Waardering voor duurzaam

Investering in personeel en goede arbeidsvoorwaarden zijn belangrijk, niet alleen voor het werven maar ook voor het behouden van werknemers. In de horeca is er veel vraag naar producten en diensten die het werk verlichten en waardoor ook ongeschoolde mensen snel aan de slag kunnen. Tegelijkertijd is investering in de benodigde training van het personeel een aantrekkelijke arbeidsvoorwaarde. 

Ook kan focus op duurzaamheid in combinatie met innovatie het verschil maken in de strijd om werknemers. Robotisering kan de zware werkomstandigheden verlichten in de industrie en de werkplek aantrekkelijker maken voor beter opgeleid personeel met andere vaardigheden. De Nederlandse voedselindustrie is in drie jaar tijd opgeklommen binnen Europa van plek 3 naar 1 in de toepassing van robots.
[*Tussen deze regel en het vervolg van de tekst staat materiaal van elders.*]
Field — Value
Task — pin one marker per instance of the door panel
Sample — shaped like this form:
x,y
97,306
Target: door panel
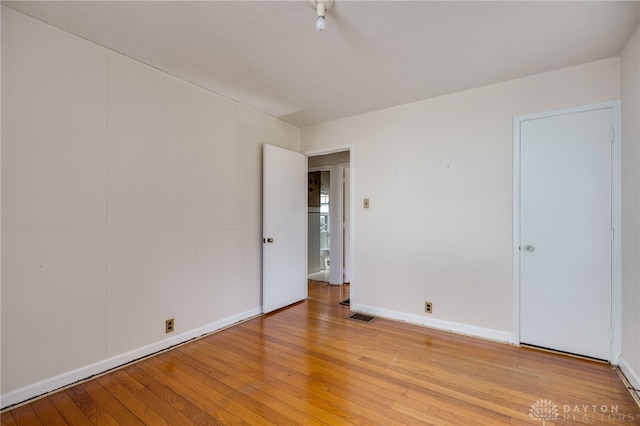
x,y
565,232
284,263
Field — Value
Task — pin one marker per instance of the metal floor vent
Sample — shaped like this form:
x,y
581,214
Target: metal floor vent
x,y
362,318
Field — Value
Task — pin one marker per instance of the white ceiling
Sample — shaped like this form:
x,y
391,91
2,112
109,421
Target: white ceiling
x,y
373,54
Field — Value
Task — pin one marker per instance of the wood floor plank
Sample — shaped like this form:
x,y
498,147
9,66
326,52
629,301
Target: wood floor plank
x,y
309,364
26,415
68,409
47,412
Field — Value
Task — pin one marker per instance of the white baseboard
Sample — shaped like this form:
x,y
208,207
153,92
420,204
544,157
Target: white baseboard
x,y
632,376
469,330
45,386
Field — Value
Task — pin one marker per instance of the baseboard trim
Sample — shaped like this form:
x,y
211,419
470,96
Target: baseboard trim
x,y
43,387
459,328
632,376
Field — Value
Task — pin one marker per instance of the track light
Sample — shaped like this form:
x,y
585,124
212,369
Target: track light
x,y
321,7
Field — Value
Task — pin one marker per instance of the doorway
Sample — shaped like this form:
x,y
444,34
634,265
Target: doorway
x,y
565,217
328,217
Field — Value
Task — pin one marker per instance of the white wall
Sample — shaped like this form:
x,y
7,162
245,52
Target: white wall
x,y
630,77
128,197
439,177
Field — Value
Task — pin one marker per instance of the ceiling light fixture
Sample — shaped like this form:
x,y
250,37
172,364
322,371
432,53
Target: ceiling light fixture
x,y
321,7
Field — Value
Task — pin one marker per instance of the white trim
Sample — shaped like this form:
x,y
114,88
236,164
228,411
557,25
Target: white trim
x,y
616,218
455,327
632,376
48,385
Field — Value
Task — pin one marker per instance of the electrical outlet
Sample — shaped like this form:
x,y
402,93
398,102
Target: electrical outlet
x,y
168,325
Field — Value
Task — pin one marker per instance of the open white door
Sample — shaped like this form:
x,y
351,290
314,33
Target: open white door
x,y
284,215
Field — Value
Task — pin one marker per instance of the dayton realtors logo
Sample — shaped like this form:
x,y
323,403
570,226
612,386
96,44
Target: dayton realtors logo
x,y
544,410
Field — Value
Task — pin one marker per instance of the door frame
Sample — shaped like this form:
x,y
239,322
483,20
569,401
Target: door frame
x,y
350,148
332,209
616,258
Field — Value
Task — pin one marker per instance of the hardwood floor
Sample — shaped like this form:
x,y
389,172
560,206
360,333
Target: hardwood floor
x,y
308,364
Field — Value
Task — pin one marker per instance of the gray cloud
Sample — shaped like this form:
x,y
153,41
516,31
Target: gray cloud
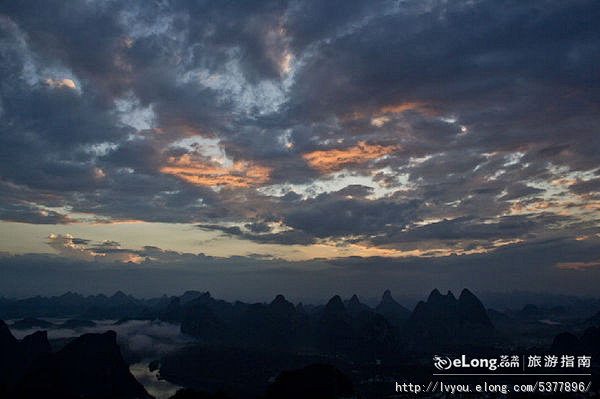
x,y
490,108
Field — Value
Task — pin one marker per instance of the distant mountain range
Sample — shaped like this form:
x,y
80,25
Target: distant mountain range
x,y
241,346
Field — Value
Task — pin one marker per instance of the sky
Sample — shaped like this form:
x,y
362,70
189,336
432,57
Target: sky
x,y
304,147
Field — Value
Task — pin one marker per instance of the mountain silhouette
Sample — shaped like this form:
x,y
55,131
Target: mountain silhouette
x,y
90,366
318,381
444,322
392,310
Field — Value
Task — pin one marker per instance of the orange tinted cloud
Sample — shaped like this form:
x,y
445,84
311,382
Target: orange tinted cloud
x,y
332,160
397,108
577,265
198,171
389,109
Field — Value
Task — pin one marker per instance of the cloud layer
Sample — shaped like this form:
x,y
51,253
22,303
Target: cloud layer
x,y
392,128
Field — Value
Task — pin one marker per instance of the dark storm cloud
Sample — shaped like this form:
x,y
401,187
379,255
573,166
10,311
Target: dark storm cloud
x,y
473,111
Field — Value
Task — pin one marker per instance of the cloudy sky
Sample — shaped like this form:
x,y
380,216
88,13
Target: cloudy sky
x,y
306,147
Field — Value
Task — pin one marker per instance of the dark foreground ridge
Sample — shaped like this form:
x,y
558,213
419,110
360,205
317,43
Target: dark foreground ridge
x,y
90,366
341,349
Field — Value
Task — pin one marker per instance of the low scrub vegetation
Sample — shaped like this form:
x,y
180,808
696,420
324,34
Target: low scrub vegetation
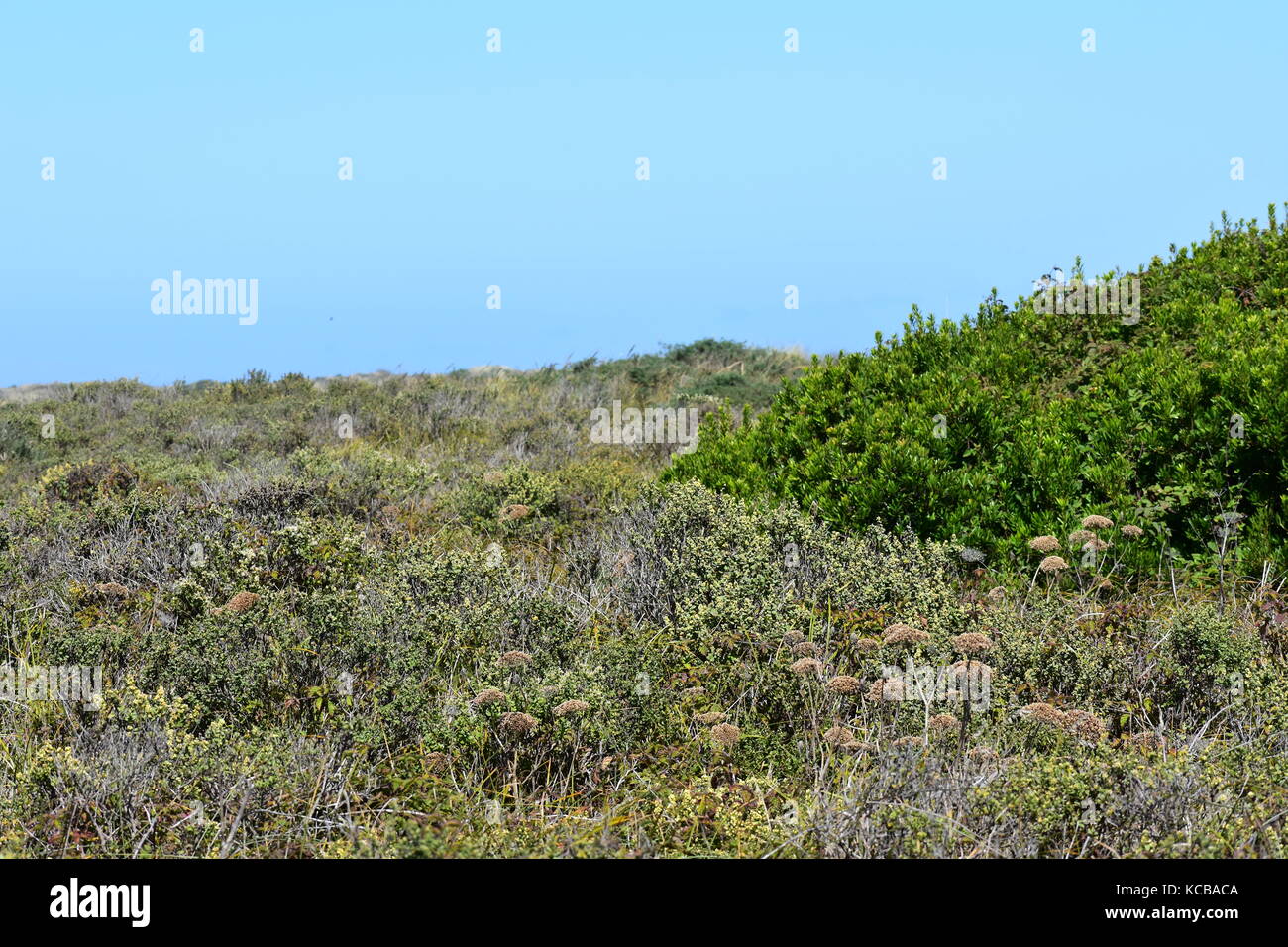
x,y
430,616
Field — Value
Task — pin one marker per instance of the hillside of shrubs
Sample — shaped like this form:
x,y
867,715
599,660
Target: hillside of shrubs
x,y
1016,423
430,616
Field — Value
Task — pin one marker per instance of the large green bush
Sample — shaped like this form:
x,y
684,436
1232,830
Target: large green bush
x,y
1017,423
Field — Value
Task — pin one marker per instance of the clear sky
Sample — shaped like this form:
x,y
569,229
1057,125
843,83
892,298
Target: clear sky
x,y
518,169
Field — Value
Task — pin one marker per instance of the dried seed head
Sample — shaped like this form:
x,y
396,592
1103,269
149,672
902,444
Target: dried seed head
x,y
973,643
1044,544
1085,725
515,724
944,723
1052,565
487,697
806,665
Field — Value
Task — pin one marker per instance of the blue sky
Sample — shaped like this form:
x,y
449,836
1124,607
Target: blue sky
x,y
516,169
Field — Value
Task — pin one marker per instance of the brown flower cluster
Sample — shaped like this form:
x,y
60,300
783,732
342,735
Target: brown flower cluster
x,y
1044,544
844,684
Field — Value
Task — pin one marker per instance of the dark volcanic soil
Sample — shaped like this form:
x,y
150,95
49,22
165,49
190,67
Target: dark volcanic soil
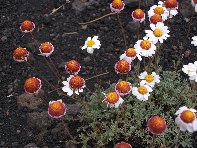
x,y
13,122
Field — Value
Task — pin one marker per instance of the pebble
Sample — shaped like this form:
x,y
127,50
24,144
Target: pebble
x,y
30,145
2,143
87,59
14,144
131,27
4,39
46,19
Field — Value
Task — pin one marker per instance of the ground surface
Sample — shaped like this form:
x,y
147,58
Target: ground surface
x,y
14,129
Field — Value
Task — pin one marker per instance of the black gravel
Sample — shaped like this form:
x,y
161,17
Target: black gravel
x,y
13,122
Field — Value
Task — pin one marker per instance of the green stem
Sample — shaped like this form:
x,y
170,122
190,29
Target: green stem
x,y
122,30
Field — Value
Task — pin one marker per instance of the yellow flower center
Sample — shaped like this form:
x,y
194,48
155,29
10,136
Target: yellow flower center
x,y
142,90
123,87
90,43
130,52
112,97
117,4
76,82
187,116
145,44
149,78
158,32
159,10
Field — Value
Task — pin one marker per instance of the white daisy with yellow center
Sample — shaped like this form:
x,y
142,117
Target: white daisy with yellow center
x,y
172,12
160,10
130,55
145,47
158,33
91,44
194,42
191,70
149,79
113,99
186,119
142,92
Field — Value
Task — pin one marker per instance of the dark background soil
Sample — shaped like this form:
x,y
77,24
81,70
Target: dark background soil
x,y
14,129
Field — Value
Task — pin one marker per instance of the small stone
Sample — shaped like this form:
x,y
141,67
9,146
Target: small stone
x,y
30,145
70,144
52,35
4,39
29,133
38,120
186,20
46,19
187,53
18,131
131,27
2,143
62,65
87,59
14,144
31,101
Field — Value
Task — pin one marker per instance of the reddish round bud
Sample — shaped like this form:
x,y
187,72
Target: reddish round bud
x,y
56,109
123,145
156,125
76,82
171,4
155,18
27,26
122,67
138,14
32,85
20,54
72,67
118,4
46,49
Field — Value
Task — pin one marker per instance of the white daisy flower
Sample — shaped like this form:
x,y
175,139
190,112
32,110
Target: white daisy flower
x,y
158,32
138,15
194,4
160,10
142,92
46,49
186,119
74,84
191,70
145,47
172,11
112,99
91,44
194,40
149,79
130,55
117,6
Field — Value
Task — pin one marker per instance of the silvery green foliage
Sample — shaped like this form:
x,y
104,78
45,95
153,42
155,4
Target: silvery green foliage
x,y
102,125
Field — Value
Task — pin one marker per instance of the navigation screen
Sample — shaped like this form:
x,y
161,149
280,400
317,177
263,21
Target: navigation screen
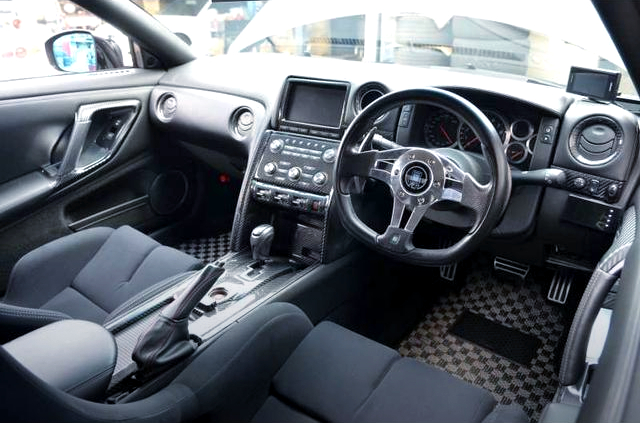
x,y
315,104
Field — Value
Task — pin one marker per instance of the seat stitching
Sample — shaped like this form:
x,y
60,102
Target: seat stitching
x,y
383,375
140,263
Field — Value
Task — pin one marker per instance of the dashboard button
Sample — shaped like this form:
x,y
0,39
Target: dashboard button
x,y
320,178
276,145
294,173
270,168
329,156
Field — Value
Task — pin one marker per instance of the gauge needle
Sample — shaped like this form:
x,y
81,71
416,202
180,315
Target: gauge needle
x,y
445,134
470,143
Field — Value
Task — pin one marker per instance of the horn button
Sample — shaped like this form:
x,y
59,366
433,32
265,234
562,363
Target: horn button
x,y
417,177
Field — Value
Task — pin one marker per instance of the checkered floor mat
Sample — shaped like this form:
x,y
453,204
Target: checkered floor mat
x,y
207,249
517,305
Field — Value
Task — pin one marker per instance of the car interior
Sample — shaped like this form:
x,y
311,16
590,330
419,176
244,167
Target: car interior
x,y
271,237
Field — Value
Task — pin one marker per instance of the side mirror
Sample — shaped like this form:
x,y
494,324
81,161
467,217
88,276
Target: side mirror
x,y
73,51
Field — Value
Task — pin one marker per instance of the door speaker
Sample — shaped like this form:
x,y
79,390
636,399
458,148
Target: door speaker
x,y
168,192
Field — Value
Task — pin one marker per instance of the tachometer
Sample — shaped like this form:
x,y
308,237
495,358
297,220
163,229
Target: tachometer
x,y
470,142
441,129
516,152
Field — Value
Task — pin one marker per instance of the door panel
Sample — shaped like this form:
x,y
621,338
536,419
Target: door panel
x,y
63,170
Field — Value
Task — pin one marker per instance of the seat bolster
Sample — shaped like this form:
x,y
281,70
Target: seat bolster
x,y
332,372
44,272
412,391
16,321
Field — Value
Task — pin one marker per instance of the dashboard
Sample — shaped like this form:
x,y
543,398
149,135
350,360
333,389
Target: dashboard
x,y
442,129
282,130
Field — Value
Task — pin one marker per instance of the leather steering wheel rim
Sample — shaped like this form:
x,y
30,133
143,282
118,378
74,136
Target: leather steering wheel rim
x,y
435,169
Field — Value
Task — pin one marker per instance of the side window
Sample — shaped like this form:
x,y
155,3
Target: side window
x,y
26,25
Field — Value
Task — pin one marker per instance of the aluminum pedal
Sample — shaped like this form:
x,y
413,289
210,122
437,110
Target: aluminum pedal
x,y
448,271
512,267
560,286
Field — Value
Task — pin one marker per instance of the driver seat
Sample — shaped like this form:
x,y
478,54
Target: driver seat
x,y
273,366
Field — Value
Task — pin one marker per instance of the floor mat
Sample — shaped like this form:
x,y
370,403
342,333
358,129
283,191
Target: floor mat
x,y
207,249
516,305
502,340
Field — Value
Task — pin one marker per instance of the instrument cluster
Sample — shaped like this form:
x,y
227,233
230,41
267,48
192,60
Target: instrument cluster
x,y
444,129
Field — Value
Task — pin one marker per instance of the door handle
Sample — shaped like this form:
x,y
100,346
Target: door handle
x,y
90,146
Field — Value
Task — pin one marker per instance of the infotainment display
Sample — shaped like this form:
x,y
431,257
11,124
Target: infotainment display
x,y
314,103
597,84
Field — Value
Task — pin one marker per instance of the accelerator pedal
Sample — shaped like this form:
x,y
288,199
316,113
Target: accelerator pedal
x,y
560,286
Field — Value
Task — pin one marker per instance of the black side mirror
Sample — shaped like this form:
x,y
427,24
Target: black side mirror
x,y
73,51
81,51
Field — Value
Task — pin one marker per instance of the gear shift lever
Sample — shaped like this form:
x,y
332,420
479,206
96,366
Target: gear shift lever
x,y
261,239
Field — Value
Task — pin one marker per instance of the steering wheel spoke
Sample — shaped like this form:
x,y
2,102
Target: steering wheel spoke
x,y
462,188
371,164
398,237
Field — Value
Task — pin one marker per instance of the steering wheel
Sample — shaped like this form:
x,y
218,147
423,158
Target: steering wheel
x,y
421,178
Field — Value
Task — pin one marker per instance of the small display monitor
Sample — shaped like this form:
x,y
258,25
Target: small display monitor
x,y
597,84
315,103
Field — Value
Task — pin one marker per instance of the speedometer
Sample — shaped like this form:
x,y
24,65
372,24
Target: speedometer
x,y
441,129
469,141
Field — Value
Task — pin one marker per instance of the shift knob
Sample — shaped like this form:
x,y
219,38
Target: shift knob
x,y
261,239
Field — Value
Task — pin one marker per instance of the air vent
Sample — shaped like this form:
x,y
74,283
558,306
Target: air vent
x,y
367,94
242,122
167,107
595,141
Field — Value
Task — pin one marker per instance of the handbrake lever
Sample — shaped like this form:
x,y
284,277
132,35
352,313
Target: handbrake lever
x,y
167,340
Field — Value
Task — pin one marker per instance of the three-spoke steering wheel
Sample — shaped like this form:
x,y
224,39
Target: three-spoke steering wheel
x,y
420,178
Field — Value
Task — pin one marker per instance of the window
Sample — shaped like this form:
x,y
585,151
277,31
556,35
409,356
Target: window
x,y
25,25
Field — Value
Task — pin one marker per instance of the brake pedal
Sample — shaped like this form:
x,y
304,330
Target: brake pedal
x,y
560,286
448,271
512,267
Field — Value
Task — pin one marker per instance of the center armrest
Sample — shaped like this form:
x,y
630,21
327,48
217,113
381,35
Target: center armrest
x,y
75,356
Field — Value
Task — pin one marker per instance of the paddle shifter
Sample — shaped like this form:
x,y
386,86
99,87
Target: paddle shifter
x,y
167,341
261,239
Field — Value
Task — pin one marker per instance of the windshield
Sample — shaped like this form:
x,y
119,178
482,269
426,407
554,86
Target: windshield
x,y
538,40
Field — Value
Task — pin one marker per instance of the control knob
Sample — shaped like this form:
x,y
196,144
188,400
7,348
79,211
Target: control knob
x,y
320,178
270,168
276,145
294,173
329,156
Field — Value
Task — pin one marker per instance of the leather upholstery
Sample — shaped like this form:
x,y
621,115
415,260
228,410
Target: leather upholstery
x,y
74,356
86,275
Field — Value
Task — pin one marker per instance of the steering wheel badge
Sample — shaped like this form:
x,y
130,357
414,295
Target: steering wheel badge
x,y
416,178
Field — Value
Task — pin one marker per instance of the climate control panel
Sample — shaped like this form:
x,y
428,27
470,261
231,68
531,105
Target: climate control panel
x,y
298,162
288,198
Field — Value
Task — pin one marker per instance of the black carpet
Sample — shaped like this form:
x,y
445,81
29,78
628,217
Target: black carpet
x,y
502,340
518,305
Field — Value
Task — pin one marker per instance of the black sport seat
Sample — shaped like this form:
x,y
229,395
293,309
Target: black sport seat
x,y
273,366
85,276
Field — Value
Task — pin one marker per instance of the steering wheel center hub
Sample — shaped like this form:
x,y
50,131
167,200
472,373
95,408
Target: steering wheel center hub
x,y
417,177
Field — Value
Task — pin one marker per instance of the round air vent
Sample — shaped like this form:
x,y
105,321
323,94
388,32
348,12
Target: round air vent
x,y
242,122
367,94
167,107
595,141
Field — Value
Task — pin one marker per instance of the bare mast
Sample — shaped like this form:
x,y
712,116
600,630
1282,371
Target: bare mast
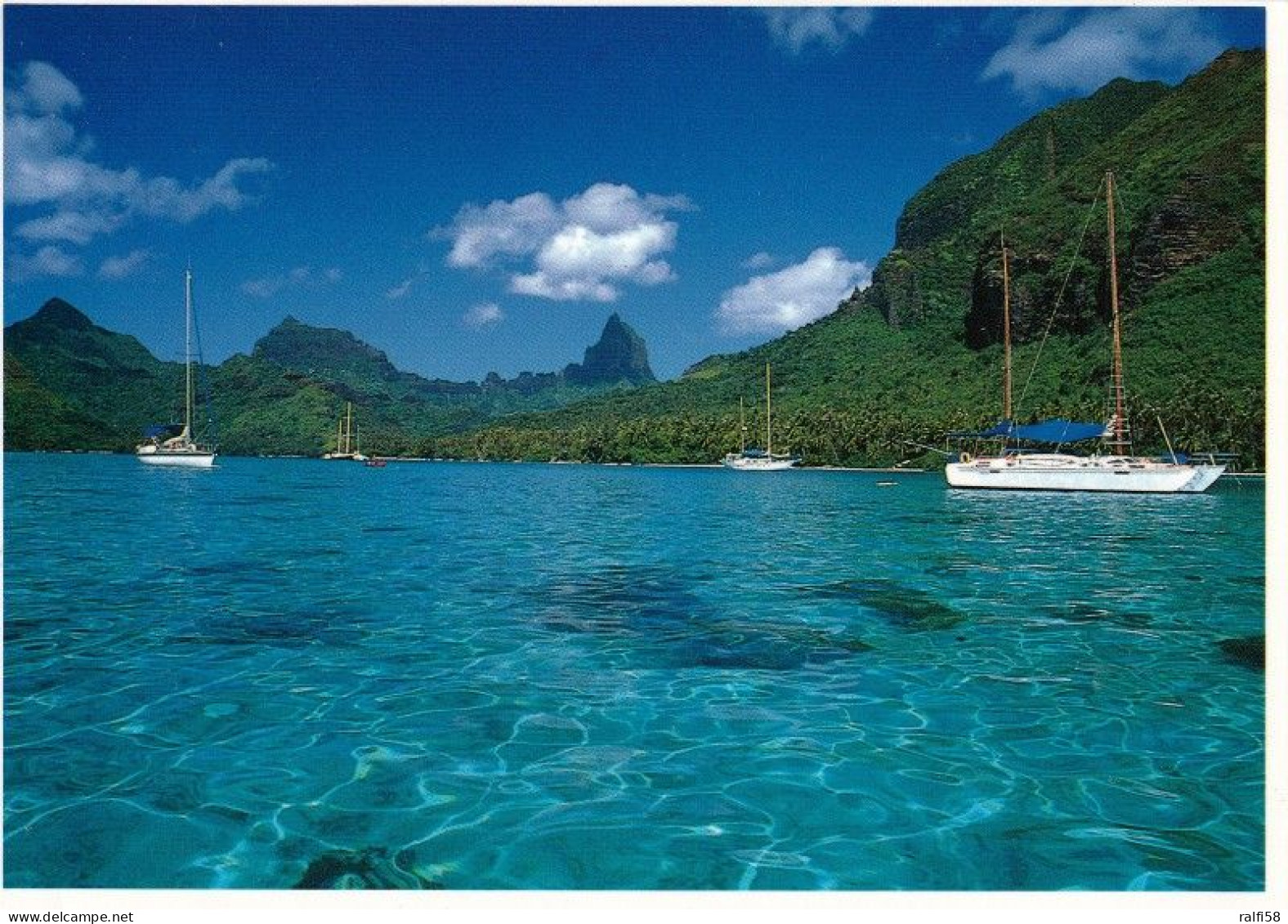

Ook hier zijn allerlei actieplannen en pacts in het leven geroepen om deze ontwikkeling te versnellen. De FME, de ondernemersorganisatie voor de technologische industrie, betrekt de technologiesector actief bij de voedselproductie. In diverse projecten worden nieuwe manieren van voedselproductie ontwikkeld en getest. 

Bewustzijn groeit

Er is steeds meer bewustzijn over de impact van het mondiale voedselsysteem. Bedrijven die zich inzetten voor duurzaamheid en circulaire bedrijfsvoering plukken hier de vruchten van. De consument, investeerders en werknemers zijn op zoek naar de meeste waarde voor hun geld, nu waarde aan inflatie onderhevig is. Wie daar invulling aan kan geven kan ook in crisistijden goed verdienen.

Over de auteur

Nadat ze in 2008 afstudeerde aan de Wageningen Universiteit in Levensmiddelentechnologie heeft Isolde vooral in de marketing gewerkt in de voedselsector. In 2018 volgde ze een cursus wetenschapsjournalistiek en sinds begin 2023 werkt ze voltijd als freelance journalist.

Altijd op de hoogte blijven?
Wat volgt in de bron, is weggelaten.